6 Raspberry Pis, 6 SSDs on a Mini ITX Motherboard

Aside from running Ceph as my day job, I have a 9-node Ceph cluster on Rasberry Pi 4s at home that I've been running for a year now, and I'm slowly starting to move things away from ZFS to this cluster as my main storage.

My setup is individual nodes, with 2.5" external HDDs (mostly SMR), so I actually get sligtly better performance than this cluster, and I'm using 4+2 erasure coding for the main data pool for CephFS.

CephFS has so far been incredibly stable and all my Linux laptops reconnect to it after sleep with no issues (in this regard it's better than NFS).

I like this setup a lot better now than ZFS, and I'm slowly starting to migrate away from ZFS, and now I'm even thinking of setting up a second Ceph cluster. The best thing with Ceph is that I can do a maintenance on a node at any time and storage availability is never affected, with ZFS I've always dreaded any kind of upgrade, and any reboot requires an outage.
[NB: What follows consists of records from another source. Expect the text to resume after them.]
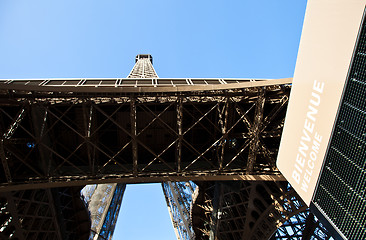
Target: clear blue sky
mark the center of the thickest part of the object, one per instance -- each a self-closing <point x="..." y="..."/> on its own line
<point x="89" y="38"/>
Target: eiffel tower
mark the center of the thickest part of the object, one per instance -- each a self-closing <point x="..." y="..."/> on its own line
<point x="212" y="142"/>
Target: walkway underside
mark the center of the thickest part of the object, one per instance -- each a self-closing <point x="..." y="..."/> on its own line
<point x="52" y="139"/>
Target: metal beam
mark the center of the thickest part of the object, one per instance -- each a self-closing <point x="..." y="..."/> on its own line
<point x="133" y="116"/>
<point x="255" y="130"/>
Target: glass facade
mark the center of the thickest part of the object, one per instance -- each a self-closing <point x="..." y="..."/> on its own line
<point x="340" y="195"/>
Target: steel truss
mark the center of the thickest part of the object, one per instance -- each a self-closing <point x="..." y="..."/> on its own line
<point x="179" y="198"/>
<point x="58" y="139"/>
<point x="103" y="202"/>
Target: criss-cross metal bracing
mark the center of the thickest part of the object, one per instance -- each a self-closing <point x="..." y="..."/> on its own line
<point x="238" y="210"/>
<point x="206" y="132"/>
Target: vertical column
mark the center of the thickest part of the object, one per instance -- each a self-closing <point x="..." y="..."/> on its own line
<point x="133" y="134"/>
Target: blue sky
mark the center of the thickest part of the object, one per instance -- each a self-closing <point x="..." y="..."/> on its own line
<point x="89" y="38"/>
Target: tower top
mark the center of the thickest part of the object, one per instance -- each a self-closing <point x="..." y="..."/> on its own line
<point x="141" y="56"/>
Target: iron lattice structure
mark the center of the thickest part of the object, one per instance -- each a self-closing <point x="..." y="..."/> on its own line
<point x="71" y="132"/>
<point x="141" y="130"/>
<point x="179" y="198"/>
<point x="252" y="210"/>
<point x="103" y="202"/>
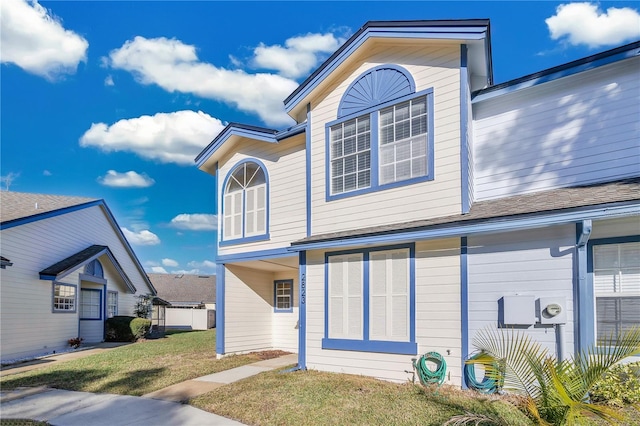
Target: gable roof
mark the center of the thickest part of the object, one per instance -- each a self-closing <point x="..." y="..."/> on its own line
<point x="496" y="214"/>
<point x="20" y="208"/>
<point x="234" y="131"/>
<point x="66" y="266"/>
<point x="620" y="53"/>
<point x="464" y="30"/>
<point x="185" y="289"/>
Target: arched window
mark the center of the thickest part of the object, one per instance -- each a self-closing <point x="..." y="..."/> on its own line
<point x="94" y="268"/>
<point x="245" y="202"/>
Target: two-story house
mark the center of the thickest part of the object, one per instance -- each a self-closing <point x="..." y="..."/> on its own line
<point x="415" y="203"/>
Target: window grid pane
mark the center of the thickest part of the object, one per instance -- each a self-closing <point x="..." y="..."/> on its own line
<point x="616" y="280"/>
<point x="64" y="297"/>
<point x="403" y="141"/>
<point x="283" y="295"/>
<point x="351" y="155"/>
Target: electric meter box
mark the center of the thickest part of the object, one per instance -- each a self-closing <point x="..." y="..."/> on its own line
<point x="553" y="310"/>
<point x="519" y="310"/>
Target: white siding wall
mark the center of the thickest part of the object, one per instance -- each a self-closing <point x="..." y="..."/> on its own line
<point x="437" y="318"/>
<point x="248" y="309"/>
<point x="285" y="163"/>
<point x="438" y="326"/>
<point x="576" y="130"/>
<point x="285" y="324"/>
<point x="436" y="67"/>
<point x="536" y="262"/>
<point x="28" y="326"/>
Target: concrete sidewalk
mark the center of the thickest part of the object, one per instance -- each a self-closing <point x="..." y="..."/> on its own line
<point x="162" y="407"/>
<point x="67" y="408"/>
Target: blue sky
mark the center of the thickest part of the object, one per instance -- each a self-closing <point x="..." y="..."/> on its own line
<point x="114" y="100"/>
Plus with Ceph I can add just one disk at a time to the cluster and disks don't have to be the same size. Also, I can move the physical nodes individually to a different part of my home, change switches and network cabling without an outage now. It's a nice feeling.

Infernal · 3 years ago

I want to preface this - I don't have strong opinion already here, and I'm curious about Ceph. As someone who runs a 6 drive raidz2 at home (w/ ECC RAM) does your Ceph config give you similar data integrity guarantees to ZFS? If so, what are the key points of the config that enable that?

antongribok · 3 years ago

When Ceph migrated from Filestore to Bluestore, that enabled data scrubbing and checksumming for data (older versions before Bluestore were only verifying metadata).

Ceph (by default) does metadata scrubs every 24 hours, and data scrubs (deep-scrub) weekly (configurable, and you can manually scrub individual PGs at any time if that's your thing). I believe the default checksum used is "crc32c", and it's configurable, but I've not played with changing it. At work we get scrub errors on average maybe weekly now, at home I've not had a scrub error yet on this cluster in the past year (I did have a drive that failed and still needs to be replaced).

My RPi setup certainly does not have ECC RAM as far as I'm aware, but neither does my current ZFS setup (also a 6 drive RAIDZ2).

Nothing stopping you from running Ceph on boxes with ECC RAM, we certainly do that at my job.

kllrnohj · 3 years ago

I was running glusterfs on an array of ODROID-HC2s ( https://www.hardkernel.com/shop/odroid-hc2-home-cloud-two/ ) and it was fun, but I've since migrated back to just a single big honking box (specifically a threadripper 1920x running unraid). Monitoring & maintaining an array of systems was its own IT job that kinda didn't seem worth dealing with.

trhway · 3 years ago

Looking at that ODROID-HC2 i wonder when the drive manufacturers would just integrate such a general computer board onto the drive itself.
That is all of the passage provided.